Much of Piatt’s career centered on practical studies asking questions about problems facing seabirds in Alaska and how to address them. Of central importance to his work was the alcid family, which includes auklets, murres and puffins.

The birds can dive to great depths, essentially flying underwater, Piatt said. They are incredibly mobile on land, underwater and in the sky.

Pacific Puffins can dive to depths of 450 feet, and Atlantic Puffins can dive down to 200 feet, Piatt said. Underwater, they propel themselves forward at speeds of 2 meters per second.

Piatt noted that Thick Billed Murres can reach depths of 600 feet.

Their capacity for depth and speed make them fierce marine predators.

“You know schools (of fish), how fast they are when predators approach them,” Piatt said.

Early in his career, Piatt came to understand that the key to understanding the survival of a population is understanding its food source.

For all of their survival advantages, puffins have a related weakness. They require half of their body weight in food on a daily basis.

“If they don’t get anything and they’re burning up the energy, (if) they’re not putting any coal in the stove for two days, they die,” Piatt said.

Sunday’s lecture will cover the challenges that face the birds as well as the characteristics that set them apart.

Piatt’s passion for birds came from a childhood friend in Newfoundland, where he was raised. Soon his attention turned to seabirds.

Building on his seabird-watching hobby, Piatt eventually was hired to a position as a naturalist at a seabird colony.

After he completed his Ph.D. in biochemistry, Piatt expected to work in laboratories. When his career began, Piatt had not yet learned that working in the field with the birds that fascinated him was even a career.

“Then I got a phone call from somebody back in Newfoundland who was looking for someone to do surveys in Labrador in the eastern Arctic, counting birds and whales,” Piatt said. “And I was like, ‘What? You can get paid for that?’”

Piatt’s work as a naturalist was low-wage. At the time, he was being offered career-wage work.

After a time working on the bird and whale surveys, Piatt received another call, this time from someone offering him a position working with murres in Alaska.

His first job in Alaska was a one-year contract which saw him collecting data on murres and auklets on St. Lawrence Island.

“I lived out there in the (St. Lawrence Island Yupik) village and then went down — we were about 40 to 50 miles from the nearest village. We camped in this beautiful rocky basin and we were surrounded by auklets, like a million birds,” he said.

Piatt spent 37 years, mostly employed by the U.S. Geological Survey, the research branch of the U.S. Department of Interior, studying seabirds across Alaska, using them as indicators of what was happening in marine food webs.

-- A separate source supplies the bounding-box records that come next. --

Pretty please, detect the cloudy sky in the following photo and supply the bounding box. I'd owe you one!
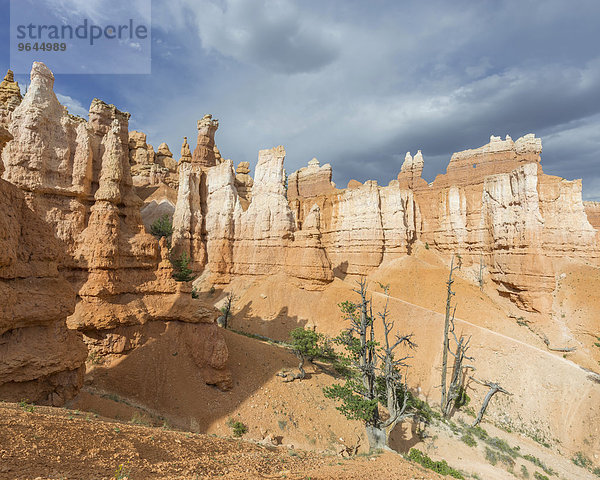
[0,0,600,201]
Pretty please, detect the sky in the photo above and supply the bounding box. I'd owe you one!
[0,0,600,201]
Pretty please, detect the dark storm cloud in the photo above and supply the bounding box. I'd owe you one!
[62,0,600,199]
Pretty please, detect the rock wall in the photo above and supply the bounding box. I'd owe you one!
[173,146,333,288]
[583,202,600,230]
[129,130,178,189]
[0,123,87,406]
[2,62,228,384]
[290,134,600,312]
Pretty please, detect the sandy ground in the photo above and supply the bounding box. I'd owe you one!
[8,249,600,480]
[0,403,443,480]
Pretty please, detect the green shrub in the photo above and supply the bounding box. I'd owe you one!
[150,214,173,238]
[486,437,521,458]
[523,455,554,475]
[571,452,592,468]
[171,252,194,282]
[408,448,465,480]
[485,447,498,465]
[454,387,471,408]
[460,432,477,447]
[227,418,248,437]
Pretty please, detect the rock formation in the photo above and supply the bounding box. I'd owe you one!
[129,130,178,191]
[287,158,335,201]
[290,134,600,312]
[156,142,177,172]
[235,162,254,210]
[173,143,333,288]
[0,126,87,406]
[192,114,221,167]
[583,202,600,230]
[2,62,228,385]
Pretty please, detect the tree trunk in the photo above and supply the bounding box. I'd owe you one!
[440,257,454,412]
[366,425,387,452]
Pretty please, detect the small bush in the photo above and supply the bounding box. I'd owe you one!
[571,452,592,468]
[486,437,521,458]
[523,455,554,475]
[171,252,194,282]
[113,463,131,480]
[19,400,35,413]
[408,448,465,480]
[460,433,477,447]
[227,418,248,437]
[454,387,471,408]
[485,447,498,465]
[469,425,489,441]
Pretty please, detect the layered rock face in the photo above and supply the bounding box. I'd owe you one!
[0,70,23,111]
[235,162,254,210]
[287,158,335,202]
[0,123,87,406]
[290,134,600,312]
[129,130,178,189]
[2,63,229,385]
[583,202,600,230]
[173,144,333,288]
[288,159,419,276]
[192,114,221,167]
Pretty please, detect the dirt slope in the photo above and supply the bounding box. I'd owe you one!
[0,403,443,480]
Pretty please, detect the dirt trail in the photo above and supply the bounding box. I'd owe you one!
[369,284,582,372]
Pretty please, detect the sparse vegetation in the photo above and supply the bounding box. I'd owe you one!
[571,452,592,469]
[281,327,336,382]
[523,455,555,475]
[323,279,416,450]
[440,255,473,417]
[18,400,35,413]
[113,463,131,480]
[406,448,465,479]
[460,433,477,447]
[485,447,498,465]
[171,252,194,282]
[227,418,248,437]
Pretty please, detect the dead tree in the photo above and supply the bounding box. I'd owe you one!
[471,377,512,427]
[442,314,475,417]
[217,292,235,328]
[323,279,416,451]
[378,283,416,440]
[440,255,462,412]
[479,255,485,291]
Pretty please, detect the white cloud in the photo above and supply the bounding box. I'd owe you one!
[56,93,89,118]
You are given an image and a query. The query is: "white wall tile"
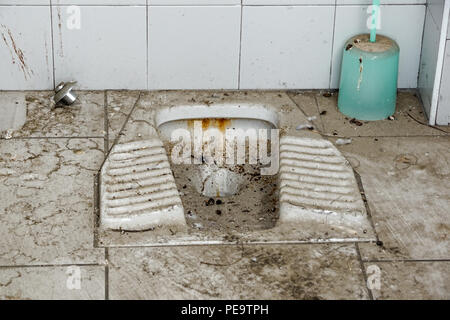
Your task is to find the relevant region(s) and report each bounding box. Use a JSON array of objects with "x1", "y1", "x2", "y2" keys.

Much of his work focused on murres and puffins, tracking their feeding and responses to changing ocean conditions.

His career was profoundly influenced by the 1989 Exxon Valdez oil spill, which occurred two years after he began working in Alaska. Piatt helped document seabird mortality and co-authored research estimating how many birds were killed, work that became central evidence in scientific and legal assessments of the spill’s impact.

Piatt said that, while estimate numbers varied, he suspects 300,000 seabirds died as a result of the spill.

The Port Townsend Marine Science Center’s Future of Oceans program brings scientists and researchers to Port Townsend to explain how changing ocean conditions affect wildlife, fisheries and coastal communities. The talks translate research into issues relevant to the North Olympic Peninsula.